Cette façon de pratiquer l’oral m’a enthousiasmée parce que les élèves ont retrouvé le goût d’apprendre et que cela leur a semblé moins ardu que ce que je leur propose d’habitude. Cette méthode ne saurait remplacer entièrement les autres travaux que nous donnons aux élèves, et elle ne permet pas de transmettre toute la civilisation latine dans laquelle nous sommes chargés de les faire entrer. Mais pour ma part je vais tâcher de faire une place à cette méthode car elle a de grands intérêts.

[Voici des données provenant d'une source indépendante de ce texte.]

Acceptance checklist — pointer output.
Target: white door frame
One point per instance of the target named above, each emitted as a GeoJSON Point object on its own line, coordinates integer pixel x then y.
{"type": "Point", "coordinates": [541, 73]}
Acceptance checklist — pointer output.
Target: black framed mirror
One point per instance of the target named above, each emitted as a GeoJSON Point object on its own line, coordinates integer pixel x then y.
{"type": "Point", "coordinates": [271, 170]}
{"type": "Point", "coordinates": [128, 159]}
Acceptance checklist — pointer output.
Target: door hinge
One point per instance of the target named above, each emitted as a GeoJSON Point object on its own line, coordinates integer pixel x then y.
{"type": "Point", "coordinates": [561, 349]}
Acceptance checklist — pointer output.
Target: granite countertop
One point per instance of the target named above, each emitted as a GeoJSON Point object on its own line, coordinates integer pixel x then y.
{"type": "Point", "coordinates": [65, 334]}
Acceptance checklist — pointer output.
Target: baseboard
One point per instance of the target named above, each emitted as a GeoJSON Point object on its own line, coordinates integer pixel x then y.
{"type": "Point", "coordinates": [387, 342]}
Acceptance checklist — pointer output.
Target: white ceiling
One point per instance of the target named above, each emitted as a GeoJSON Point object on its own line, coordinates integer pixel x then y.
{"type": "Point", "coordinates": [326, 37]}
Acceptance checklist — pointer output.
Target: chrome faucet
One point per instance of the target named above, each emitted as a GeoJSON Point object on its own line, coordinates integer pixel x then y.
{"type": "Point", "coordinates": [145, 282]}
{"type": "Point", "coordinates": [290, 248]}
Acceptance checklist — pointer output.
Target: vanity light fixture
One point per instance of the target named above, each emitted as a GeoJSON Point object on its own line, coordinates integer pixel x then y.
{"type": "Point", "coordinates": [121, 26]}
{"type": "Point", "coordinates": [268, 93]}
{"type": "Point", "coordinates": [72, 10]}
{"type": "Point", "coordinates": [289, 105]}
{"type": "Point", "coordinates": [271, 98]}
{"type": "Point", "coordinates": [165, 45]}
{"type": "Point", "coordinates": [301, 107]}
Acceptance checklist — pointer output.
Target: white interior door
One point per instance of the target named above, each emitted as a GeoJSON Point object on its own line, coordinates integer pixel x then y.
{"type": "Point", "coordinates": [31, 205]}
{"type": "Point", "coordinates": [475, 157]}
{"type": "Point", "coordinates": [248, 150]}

La limite que je lui trouve, c’est qu’elle me semble aller trop vite pour des collégiens : elle a convenu à mes élèves de seconde car elles ont pu réinvestir beaucoup de leurs acquis du collège, mais j’aurais peur que ce soit trop difficile tel quel pour les collégiens. Néanmoins il est peut-être possible de l’aménager pour la rendre plus accessible à des plus jeunes car cette manière de faire est vraiment porteuse. Ou bien elle est peut-être utile en troisième pour redynamiser l’apprentissage et réviser beaucoup de bases.
Cette pratique de l’oral est nouvelle pour moi et pour corriger mes enthousiasmes et mes naïvetés, je serais contente de pouvoir dialoguer avec des collègues qui ont déjà pratiqué ces façons de faire et qui auraient des expériences à échanger.